Even though Terry Jones changed his mind about burning the Quran, there may be more to learn from the event than meets the eye.

Pastor Terry Jones of the Dove Center in Gainesville, Fla. threatened to burn Qurans on the ninth anniversary of the Sept. 11 terrorist attacks on the U.S. He claimed that “Islam is of the devil,” and has written a book with the same title. At the very last minute, Pastor Jones decided not to carry out his threat. Good for him.

Despite this apparent change of heart, I would argue that the threat was misguided to begin with. While I agree with Pastor Jones that Islam is of the devil and the Quran is not what Muslims claim it to be (Galatians 1:8), this does not validate actions like burning Qurans.

What would be accomplished by burning them? I don’t remember the Great Commission being “Go ye into all the world and burn the books of other religions.” (Or perhaps that was the passage 1 Terry Jones 1:7, that new verse recently added to Scripture, not yet verified by textual critical scholars?)

When it comes to mature, evangelical Christianity, God does not want us burning Qurans or the Book of Mormon or the New World Translation of the Jehovah’s Witnesses. He wants us to study these books and use them to reach the people bound in these cults and false religions. Let me offer an illustration from personal experience.

When I was a newborn “babe” in Christ years ago, my dad would give me Jehovah’s Witness Watchtower magazines to read. I would start to read the information and would feel literally sick to my stomach. I knew something was wrong, but I was too young and immature to determine what it was. So I ripped the magazine to shreds and threw it in the garbage. Some people could argue, “That’s where it belongs.” Yet, I want to tell you about a more excellent way.
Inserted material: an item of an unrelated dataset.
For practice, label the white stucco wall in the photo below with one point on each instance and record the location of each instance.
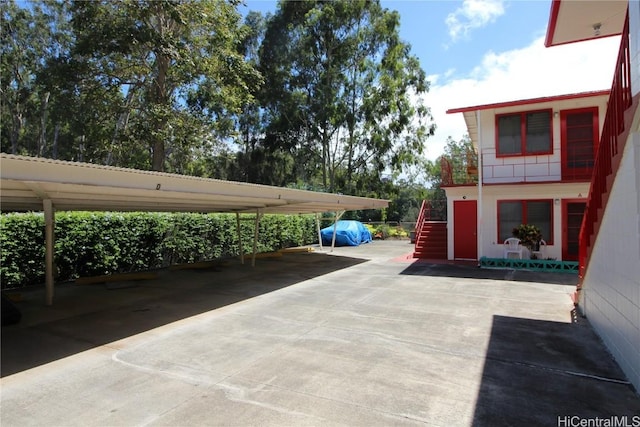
(489, 245)
(610, 297)
(529, 168)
After growing and maturing in my faith, God began to show me that I could read Watchtower material, dissect it, discern the Scriptural and logical errors in it, and then use that information to evangelize to the Jehovah’s Witnesses who are so bound in the Watchtower Bible and Tract Society, a pseudo-Christian cult.

God has helped me to develop skills in apologetics so that I can use the literature of atheists, agnostics, Jehovah’s Witnesses and others to refute their claims, showing them in painstaking detail how their literature is in error. My heart now “burns” to reach the lost using their own literature and Biblical truth, and this is what should burn instead of books.

Hopefully, Pastor Jones will one day start an apologetics program at his church that teaches his congregation to take those Qurans, read them, analyze them, and use them to reach Muslims for Christ –– assuming Jones knows the true Christ who is both God and sinless man (John 1:1,14; Romans 8:3; Philippians 2:5,6).

So should we burn Qurans? No. Our hearts should burn with God’s Word and Spirit so that we can take erroneous writings and use them for the ultimate good of those who oppose the Gospel.